Dudes leaning against the wall as they pee at urinals

I’m sure I do this on rare occasion. I have no idea why.

Helps with more complete relaxation of the muscles involved.

Why…So the wall doesn’t fall on them when they are standing there with their lizard out.

You think the walls have more germs than the faucets on the sinks or the door handles?

I usually have to stand on something so I don’t dangle into the cold water.

Yep. :wink:

I just checked. My left thumb is busy holding the elastic of my boxers down. My right hand is occupied otherwise.

Therefore, I cannot lean on the wall.

I tried. My hand got sticky.

Which one?

I’ve only ever seen old guys do this; I figured that there may have been some meme back in olden times that if you used both hands you were some kind of fruitcake or something.

I may put one of these in our house. We have a urinal in the main floor bathroom, and there’s a discoloration from where DH leans his forehead. I didn’t realize it was a common thing for guys to do!

when I first read this I had a WTF moment (I’m on meds and have an excuse.) I thought "how the hell does he piss while he is on his back? I thought you were making a joke I wasn’t getting.

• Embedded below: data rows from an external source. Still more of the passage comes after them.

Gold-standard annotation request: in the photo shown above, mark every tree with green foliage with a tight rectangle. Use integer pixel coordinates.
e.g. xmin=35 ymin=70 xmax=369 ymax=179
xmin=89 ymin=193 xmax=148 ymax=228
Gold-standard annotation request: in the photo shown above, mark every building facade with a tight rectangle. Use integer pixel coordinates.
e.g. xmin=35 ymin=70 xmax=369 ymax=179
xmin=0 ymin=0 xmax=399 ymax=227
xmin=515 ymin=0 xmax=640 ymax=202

The well endowed undergo a dramatic shift in their front-to-back center of gravity as they whip it out, requiring support from the front.

No. Which is why I use a paper towel, my elbow or the flap of my jacket to touch those. As I said, I’m a bit of a germophobe.

And as long as this is a urinal-themed thread, I’ll put this here:

Who stole the urinal out of the men’s room? Would you please put it back? Seriously.

At the urinals at work, I’ll rest my forearm/elbow on the top of the urinal flush valve. At home, there’s a cabinet over the toilet, and I’ll oven rest my forehead against it while I pee.

Saw this at a ski resort in Montana once. It was awesome.

I vote for “inobviously intoxicated.”

I had actually been thinking about starting a thread on this exact topic. We have a couple of guys at work who do this and I seriously don’t get it.

One guy does moan. A LOT.

Yeah, what is the significance of the moaning supposed to be? When I think about moaning in a bathroom, I think about something you wouldn’t do where other guys could see you.

Want! Well at 2am on a Sunday morning.